Shakespeare plays around with gender expectations in his plays. Lady Macbeth has her famous “unsex me here” line, but there is some more subtle exploration of it in Romeo and Juliet.

The eponymous lovers appear to contradict the expectation within a patriarchal society: logic and courage was commonly associated with men, emotion and impulse with women.

In fact, after Mercutio has been stabbed, Romeo blames his weakness on his love for Juliet, claiming “thy beauty hath made me effeminate.” Juliet definitely seems the more courageous, all her actions risky but centred on enabling her and Romeo to be together.

By contrast, Romeo’s impulsive and emotional behaviour creates more boundaries to them, showing he lacks control.


If Juliet embodies some of the positive attributes of masculinity, then Mercutio embodies some of the bad bits.

He is cynical, dismissing Romeo’s romanticised views in his Queen Mab speech. He is also crass and intimidating with the Nurse, mocking and insulting her with no provocation.

And then we have his final appearance: at the start of the scene he is pushing for a fight, refusing to leave with Benvolio and riling Tybalt up.
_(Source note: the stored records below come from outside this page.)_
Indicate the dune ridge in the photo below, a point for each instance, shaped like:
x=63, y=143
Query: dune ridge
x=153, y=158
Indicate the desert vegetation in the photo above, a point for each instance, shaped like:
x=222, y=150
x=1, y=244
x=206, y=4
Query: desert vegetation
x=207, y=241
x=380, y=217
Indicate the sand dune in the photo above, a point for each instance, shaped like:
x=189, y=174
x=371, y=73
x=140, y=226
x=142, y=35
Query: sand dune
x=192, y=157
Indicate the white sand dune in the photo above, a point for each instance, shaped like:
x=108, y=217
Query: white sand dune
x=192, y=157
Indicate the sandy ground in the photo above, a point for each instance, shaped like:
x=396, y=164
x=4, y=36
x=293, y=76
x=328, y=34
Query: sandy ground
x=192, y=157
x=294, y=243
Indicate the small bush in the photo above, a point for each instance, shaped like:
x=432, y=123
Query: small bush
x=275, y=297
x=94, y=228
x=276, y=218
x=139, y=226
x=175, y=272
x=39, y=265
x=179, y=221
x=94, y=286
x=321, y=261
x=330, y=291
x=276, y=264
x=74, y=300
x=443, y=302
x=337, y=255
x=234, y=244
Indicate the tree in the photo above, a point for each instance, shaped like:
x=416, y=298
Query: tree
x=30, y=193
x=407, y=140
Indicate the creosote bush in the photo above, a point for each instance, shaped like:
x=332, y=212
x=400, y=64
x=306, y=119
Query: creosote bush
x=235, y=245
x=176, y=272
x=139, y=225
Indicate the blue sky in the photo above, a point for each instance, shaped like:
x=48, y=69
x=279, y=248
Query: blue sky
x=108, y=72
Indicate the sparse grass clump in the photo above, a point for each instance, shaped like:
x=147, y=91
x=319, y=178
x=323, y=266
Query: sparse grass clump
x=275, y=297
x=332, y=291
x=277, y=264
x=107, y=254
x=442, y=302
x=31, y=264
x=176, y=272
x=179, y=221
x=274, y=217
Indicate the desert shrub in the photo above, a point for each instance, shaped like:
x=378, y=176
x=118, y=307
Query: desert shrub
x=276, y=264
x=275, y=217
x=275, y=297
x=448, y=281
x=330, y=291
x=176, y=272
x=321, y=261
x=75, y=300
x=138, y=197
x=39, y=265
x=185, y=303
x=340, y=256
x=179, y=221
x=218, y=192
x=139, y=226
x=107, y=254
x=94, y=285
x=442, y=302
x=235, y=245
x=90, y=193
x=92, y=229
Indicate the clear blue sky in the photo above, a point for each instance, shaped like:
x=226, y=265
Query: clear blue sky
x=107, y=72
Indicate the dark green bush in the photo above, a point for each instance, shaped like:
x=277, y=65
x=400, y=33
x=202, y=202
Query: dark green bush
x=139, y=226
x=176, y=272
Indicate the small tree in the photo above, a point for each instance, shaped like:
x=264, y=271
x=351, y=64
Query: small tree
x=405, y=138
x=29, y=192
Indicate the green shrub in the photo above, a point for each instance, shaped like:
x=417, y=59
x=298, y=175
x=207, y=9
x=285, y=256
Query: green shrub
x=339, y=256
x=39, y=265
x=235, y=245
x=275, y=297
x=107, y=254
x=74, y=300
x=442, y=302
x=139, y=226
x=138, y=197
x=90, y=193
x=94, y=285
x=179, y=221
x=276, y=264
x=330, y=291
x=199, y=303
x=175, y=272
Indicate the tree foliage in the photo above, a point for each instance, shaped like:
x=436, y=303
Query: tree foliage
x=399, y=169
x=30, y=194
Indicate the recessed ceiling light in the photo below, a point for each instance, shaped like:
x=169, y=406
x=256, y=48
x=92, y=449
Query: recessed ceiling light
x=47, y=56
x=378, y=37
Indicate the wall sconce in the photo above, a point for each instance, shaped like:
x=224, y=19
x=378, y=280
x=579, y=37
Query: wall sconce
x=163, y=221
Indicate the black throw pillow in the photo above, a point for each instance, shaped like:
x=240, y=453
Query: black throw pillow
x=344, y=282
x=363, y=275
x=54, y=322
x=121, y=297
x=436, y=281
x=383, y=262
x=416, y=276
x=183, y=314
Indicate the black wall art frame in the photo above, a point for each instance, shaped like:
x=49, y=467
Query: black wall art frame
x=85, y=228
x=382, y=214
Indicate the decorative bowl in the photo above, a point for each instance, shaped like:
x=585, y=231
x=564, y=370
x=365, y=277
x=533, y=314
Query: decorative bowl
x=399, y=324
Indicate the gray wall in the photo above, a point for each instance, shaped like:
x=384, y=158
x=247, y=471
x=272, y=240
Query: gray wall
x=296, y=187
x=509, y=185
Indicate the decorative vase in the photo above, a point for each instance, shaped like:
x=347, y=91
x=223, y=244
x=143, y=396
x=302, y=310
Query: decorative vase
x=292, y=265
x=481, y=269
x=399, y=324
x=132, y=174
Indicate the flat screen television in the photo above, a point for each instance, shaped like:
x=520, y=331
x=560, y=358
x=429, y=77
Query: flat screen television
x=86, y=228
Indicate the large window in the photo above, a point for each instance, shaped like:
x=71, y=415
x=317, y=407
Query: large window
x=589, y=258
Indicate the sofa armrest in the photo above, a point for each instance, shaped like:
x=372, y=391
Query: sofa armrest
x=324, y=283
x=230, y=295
Yet by the end, he is blaming both houses for his death.

The “plague o’ both your houses” moment is often analysed as a profound and insightful comment on the impact of the feud; but, in reality, it is an example of Mercutio not taking responsibility for his actions.

The feud itself is an embodiment of masculine pride, two old men unwilling to let a quarrel, of years past, go. Does Fate have to do anything, when the masculinity of these men is so fragile?

Prince v Benvolio v Tybalt

We see a range of types of men in the play, running as a spectrum from the Prince, through to Benvolio and ending at Tybalt.

Prince Escalus is the epitome of control and logic. He acts in accordance with the law and does what he can to uphold it. He even does this when he recognises the danger of it, noting that murderers tend to kill again, yet choosing not to kill Romeo.

Along from him is Benvolio. He is a moderate individual, who does not seem to wish to fight. Yet he does fight when necessary, showing that he is adaptive to what is going on.

He is the individual who Romeo opens up to about Rosaline, but he disappears halfway through the play, and his absence is, coincidentally or not, at the time when everything starts to unravel.

Tybalt personifies a level of uncontrolled rage. He is illogical, willing to risk the reputation of the Capulets at their party and his own life, to exact revenge on the Montagues. It is unclear where his anger stems from but it is absolute.

Juliet v Nurse v Lady Capulet

There is also a scale of types of women.

Juliet, notably, is the closest in control to the Prince. Even though she is led by her love for Romeo and talks of killing herself, it is always from a logical place.

She recognises the dangers of her love for Romeo. She also shows courage in risking her own life and a relationship with her family to try and be with Romeo.

The Nurse is the loving and caring individual of the piece. She genuinely wants what is best for Juliet, changing from supporting her love for Romeo to suggesting Paris might be the better option, purely for the sake of Juliet’s happiness.

The Nurse also risks a lot to act as a messenger for the two.

Finally we have Lady Capulet, who attempts to convince Juliet throughout to marry Paris.

This begins as a comical scene where she is reminded of Juliet’s age by The Nurse, but ends with the foreboding comment, “would the fool were married to her grave!.”

For whatever reason, Lady Capulet does not demonstrate empathy and kindness to her daughter. She seems to be bound more by her role within a patriarchal society than her love for Juliet.